Applied Research Internship - Datasets for large language models

  • Hugging Face
  • Remote (Île-de-France, France)
  • 03 Mar, 2023

Job Description

Here at Hugging Face, we’re on a journey to advance good Machine Learning and make it more accessible. Along the way, we contribute to the development of technology for the better.

We have built the fastest-growing, open-source, library of pre-trained models in the world. With over 100M+ installs and 65K+ stars on GitHub, over 10 thousand companies are using HF technology in production, including leading AI organizations such as Google, Elastic, Salesforce, Algolia, and Grammarly.

About the role

During this internship, you will work with the open-science team at Hugging Face to develop a framework for creating, evaluating, and visualizing datasets for large language models, with text and text-like data (code, mathematics…) but also other modalities paired with text (images and text, for instance).

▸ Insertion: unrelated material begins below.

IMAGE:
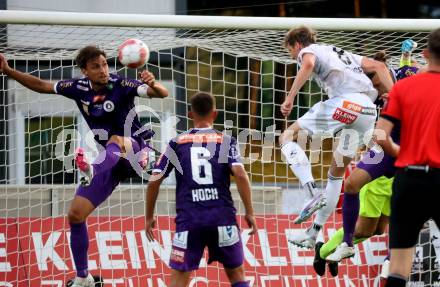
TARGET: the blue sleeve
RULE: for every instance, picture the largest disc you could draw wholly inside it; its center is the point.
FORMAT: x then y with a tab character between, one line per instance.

You’ll integrate with and contribute to open source libraries, such as Datasets or Megatron-LM, and create new tools dedicated to getting the best possible data for large model pretraining - the most impactful part of the whole pipeline.

At the intersection of open-science and open-source, this internship will have you interact with researchers from a thriving branch of science, as well as maintainers and users of one of the most active open-source ecosystems. We aspire to put you in a position to do your most impactful work.

About you

If you’re pragmatic, data-driven, and are looking for a high-impact project to push the state-of-the-art of the field, then we can't wait to see your application!

The ideal applicant should have:

  • Experience with Torch or another deep learning framework of choice
  • Experience with web data or with large (> 100GB) datasets in general
  • Scientific spirit and good communication skills

If you're interested in joining us, but don't tick every box above, we still encourage you to apply! We're building a diverse team whose skills, experiences, and background complement one another. We're happy to consider where you might be able to make the biggest impact.

More about Hugging Face

We are actively working to build a culture that values diversity, equity, and inclusivity. We are intentionally building a workplace where people feel respected and supported—regardless of who you are or where you come from. We believe this is foundational to building a great company and community. Hugging Face is an equal opportunity employer and we do not discriminate on the basis of race, religion, color, national origin, gender, sexual orientation, age, marital status, veteran status, or disability status.

We value development. You will work with some of the smartest people in our industry. We are an organization that has a bias for impact and is always challenging ourselves to continuously grow. We provide all employees with reimbursement for relevant conferences, training, and education.

We care about your well-being. We offer flexible working hours and remote options. We offer health, dental, and vision benefits for employees and their dependents. We also offer 12 weeks of parental leave (20 for birthing mothers) and unlimited paid time off.

We support our employees wherever they are. While we have office spaces in NYC and Paris, we're very distributed and all remote employees have the opportunity to visit our offices. If needed, we'll also outfit your workstation to ensure you succeed.

We want our teammates to be shareholders. All employees have company equity as part of their compensation package. If we succeed in becoming a category-defining platform in machine learning and artificial intelligence, everyone enjoys the upside.

We support the community. We believe major scientific advancements are the result of collaboration across the field. Join a community supporting the ML/AI community.